É difícil imaginar um médico a receitar um livro como forma de curar uma infecção ou uma depressão, quando no máximo pode dar um conselho ao paciente como um hábito que poderá melhorar a sua vida. É verdade que a leitura para muitos consegue ser um escape a muitas coisas pois é um momento que acaba por ser exclusivamente de cada um, onde só existe a pessoa e o livro. Se fosse um amigo ou um conhecido a dizer a uma pessoa “fazia-te bem ler um livro”, a resposta seria “para quê?” ou então “não tenho tempo para isso”. Quando é um médico a aconselhar (porque não acredito que médicos receitem leitura para o que quer que seja) ou uma pessoa que apresente um estatuto que demonstra ter um vasto conhecimento científico sobre a matéria já nos deixamos convencer, mesmo que nos diga outra coisa qualquer. Quando o dia não nos corre bem ou quando as coisas na vida vão tortas, ter alguma coisa para ler é ter algo onde nos consigamos refugiar, evitando a tendência que temos em pensar demasiado nas coisas. A leitura, embora não pareça, também é um acto criativo. Ao estarmos a conceber as palavras dos livros, podemos, também, criar ideias em nós ou até as personagens da narrativa à nossa maneira no nosso imaginário. Parecendo que não, é um acto tão criativo como o de o escrever, pois vamos gerando ideias, pensamentos, sensações através das palavras. E este é talvez o maior poder que existe na leitura.

Muitas pessoas entendem que uma pessoa que lê muitos livros é muito culta, erudita ou intelectual, termos que, muitas vezes, ofendem os leitores ávidos que apenas encontram prazer na leitura.

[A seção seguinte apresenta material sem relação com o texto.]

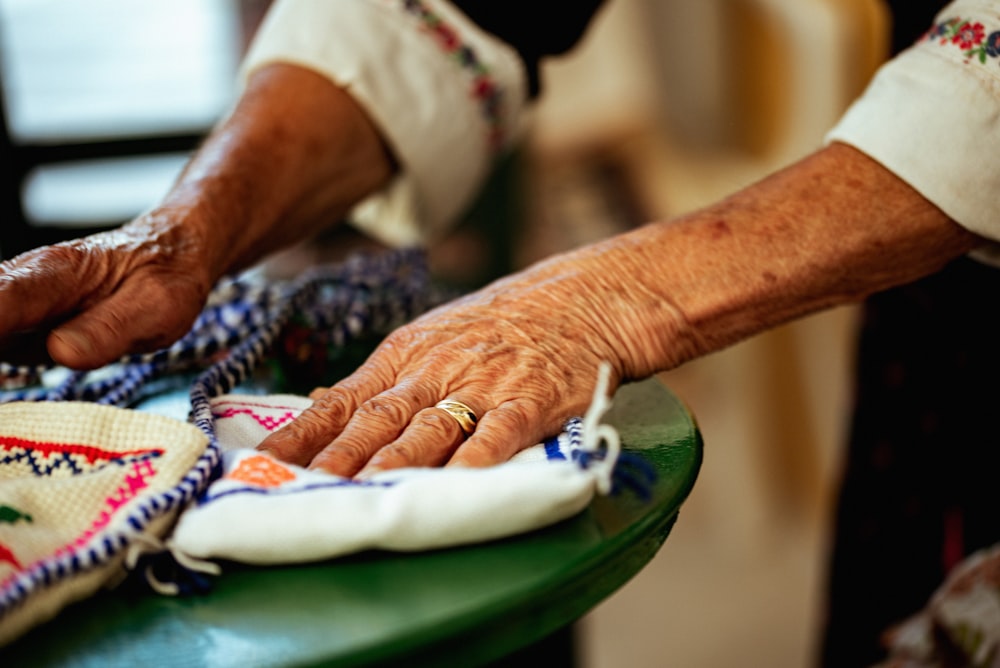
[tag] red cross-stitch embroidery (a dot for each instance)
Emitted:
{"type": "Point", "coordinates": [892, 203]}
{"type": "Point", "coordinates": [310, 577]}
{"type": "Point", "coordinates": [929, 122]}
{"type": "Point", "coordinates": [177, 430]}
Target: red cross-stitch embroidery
{"type": "Point", "coordinates": [268, 422]}
{"type": "Point", "coordinates": [20, 456]}
{"type": "Point", "coordinates": [967, 35]}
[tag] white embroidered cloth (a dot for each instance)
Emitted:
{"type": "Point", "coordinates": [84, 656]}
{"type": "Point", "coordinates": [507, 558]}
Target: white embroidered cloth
{"type": "Point", "coordinates": [263, 511]}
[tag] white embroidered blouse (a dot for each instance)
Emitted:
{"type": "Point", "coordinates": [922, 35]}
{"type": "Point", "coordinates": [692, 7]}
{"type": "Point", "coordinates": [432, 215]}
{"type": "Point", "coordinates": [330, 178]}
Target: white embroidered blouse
{"type": "Point", "coordinates": [931, 115]}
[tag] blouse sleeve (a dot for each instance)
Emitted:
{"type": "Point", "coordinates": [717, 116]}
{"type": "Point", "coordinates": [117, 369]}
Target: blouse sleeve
{"type": "Point", "coordinates": [447, 94]}
{"type": "Point", "coordinates": [932, 116]}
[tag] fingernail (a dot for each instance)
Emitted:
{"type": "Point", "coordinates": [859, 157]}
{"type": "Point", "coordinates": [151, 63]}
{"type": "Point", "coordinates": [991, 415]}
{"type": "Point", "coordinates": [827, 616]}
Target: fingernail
{"type": "Point", "coordinates": [367, 473]}
{"type": "Point", "coordinates": [77, 345]}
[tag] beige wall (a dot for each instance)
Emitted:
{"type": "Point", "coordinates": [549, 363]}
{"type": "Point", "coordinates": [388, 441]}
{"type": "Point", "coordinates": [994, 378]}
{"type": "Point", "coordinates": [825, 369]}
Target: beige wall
{"type": "Point", "coordinates": [692, 100]}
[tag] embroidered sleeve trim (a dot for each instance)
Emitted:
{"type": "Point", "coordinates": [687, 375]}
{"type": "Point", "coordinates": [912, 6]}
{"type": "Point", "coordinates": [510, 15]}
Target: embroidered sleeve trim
{"type": "Point", "coordinates": [969, 36]}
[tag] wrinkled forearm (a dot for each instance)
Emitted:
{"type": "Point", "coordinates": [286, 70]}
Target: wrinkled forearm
{"type": "Point", "coordinates": [292, 158]}
{"type": "Point", "coordinates": [828, 230]}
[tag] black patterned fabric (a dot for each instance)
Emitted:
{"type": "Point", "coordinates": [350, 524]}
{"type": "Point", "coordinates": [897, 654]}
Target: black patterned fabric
{"type": "Point", "coordinates": [920, 488]}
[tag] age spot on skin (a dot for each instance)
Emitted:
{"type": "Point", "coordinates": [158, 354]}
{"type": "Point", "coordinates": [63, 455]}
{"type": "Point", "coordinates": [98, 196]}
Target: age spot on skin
{"type": "Point", "coordinates": [720, 228]}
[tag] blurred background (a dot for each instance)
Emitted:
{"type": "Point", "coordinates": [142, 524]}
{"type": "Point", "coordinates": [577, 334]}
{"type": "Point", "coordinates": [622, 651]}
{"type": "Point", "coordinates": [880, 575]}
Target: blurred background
{"type": "Point", "coordinates": [663, 108]}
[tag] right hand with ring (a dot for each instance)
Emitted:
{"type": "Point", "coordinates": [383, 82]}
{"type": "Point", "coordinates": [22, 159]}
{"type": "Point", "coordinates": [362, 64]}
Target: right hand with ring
{"type": "Point", "coordinates": [513, 362]}
{"type": "Point", "coordinates": [523, 353]}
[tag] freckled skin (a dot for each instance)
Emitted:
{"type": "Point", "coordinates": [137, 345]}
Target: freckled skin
{"type": "Point", "coordinates": [523, 353]}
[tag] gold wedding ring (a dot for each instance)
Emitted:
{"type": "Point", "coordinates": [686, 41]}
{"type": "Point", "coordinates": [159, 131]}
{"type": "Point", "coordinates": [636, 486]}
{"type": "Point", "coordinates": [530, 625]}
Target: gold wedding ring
{"type": "Point", "coordinates": [463, 415]}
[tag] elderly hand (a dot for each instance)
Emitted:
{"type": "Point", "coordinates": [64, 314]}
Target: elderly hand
{"type": "Point", "coordinates": [92, 300]}
{"type": "Point", "coordinates": [296, 153]}
{"type": "Point", "coordinates": [522, 354]}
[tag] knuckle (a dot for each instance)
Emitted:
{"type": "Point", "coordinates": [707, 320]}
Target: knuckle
{"type": "Point", "coordinates": [385, 409]}
{"type": "Point", "coordinates": [437, 421]}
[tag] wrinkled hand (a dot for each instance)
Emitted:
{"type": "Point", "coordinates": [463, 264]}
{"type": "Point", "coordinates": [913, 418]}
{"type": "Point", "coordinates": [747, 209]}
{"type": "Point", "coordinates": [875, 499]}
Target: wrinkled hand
{"type": "Point", "coordinates": [87, 302]}
{"type": "Point", "coordinates": [522, 353]}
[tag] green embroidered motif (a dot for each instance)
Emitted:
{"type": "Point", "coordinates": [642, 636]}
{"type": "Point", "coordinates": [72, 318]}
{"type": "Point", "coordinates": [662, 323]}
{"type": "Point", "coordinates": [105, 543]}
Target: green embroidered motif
{"type": "Point", "coordinates": [11, 515]}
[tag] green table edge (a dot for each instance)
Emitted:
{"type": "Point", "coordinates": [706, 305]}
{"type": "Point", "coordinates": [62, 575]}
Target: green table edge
{"type": "Point", "coordinates": [651, 420]}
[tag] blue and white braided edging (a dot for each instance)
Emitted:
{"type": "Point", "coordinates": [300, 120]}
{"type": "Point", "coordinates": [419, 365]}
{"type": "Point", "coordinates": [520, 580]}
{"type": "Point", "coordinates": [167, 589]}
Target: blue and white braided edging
{"type": "Point", "coordinates": [366, 294]}
{"type": "Point", "coordinates": [596, 447]}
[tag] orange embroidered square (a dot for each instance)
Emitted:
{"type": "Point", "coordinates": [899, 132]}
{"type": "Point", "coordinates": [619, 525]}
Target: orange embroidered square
{"type": "Point", "coordinates": [261, 471]}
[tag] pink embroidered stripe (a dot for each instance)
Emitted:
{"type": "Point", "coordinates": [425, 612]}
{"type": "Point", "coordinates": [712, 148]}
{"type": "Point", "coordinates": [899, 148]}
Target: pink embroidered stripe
{"type": "Point", "coordinates": [89, 452]}
{"type": "Point", "coordinates": [484, 88]}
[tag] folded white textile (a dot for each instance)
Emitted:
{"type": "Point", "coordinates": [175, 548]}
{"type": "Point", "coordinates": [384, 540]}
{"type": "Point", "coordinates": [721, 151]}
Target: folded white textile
{"type": "Point", "coordinates": [263, 511]}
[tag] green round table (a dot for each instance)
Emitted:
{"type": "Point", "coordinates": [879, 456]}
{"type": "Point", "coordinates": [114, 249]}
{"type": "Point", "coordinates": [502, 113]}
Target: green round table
{"type": "Point", "coordinates": [456, 607]}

A cultura não se mede pelos livros que uma pessoa lê, e há tanta coisa à nossa volta que representa cultura que os livros são apenas um pequeno ecossistema no meio de uma tão grandiosa biosfera. A leitura não requer receita médica, requer tempo, disponibilidade e uma enorme abertura da nossa parte ao conceber aquilo que lemos. Deixamo-nos levar pelo modo com que as palavras nos agarram. Tem efeitos positivos sobre nós, abre-nos horizontes e faz-nos sentir bem. Está ao nosso critério saber quais as doses e como a devemos administrar, seja de manhã, à tarde, antes de deitar, no comboio, no avião ou até mesmo à refeição. Ler faz bem e é das poucas coisas na vida que podemos usar e abusar sem quaisquer efeitos colaterais ou taxas adicionais. E ainda bem que assim o é!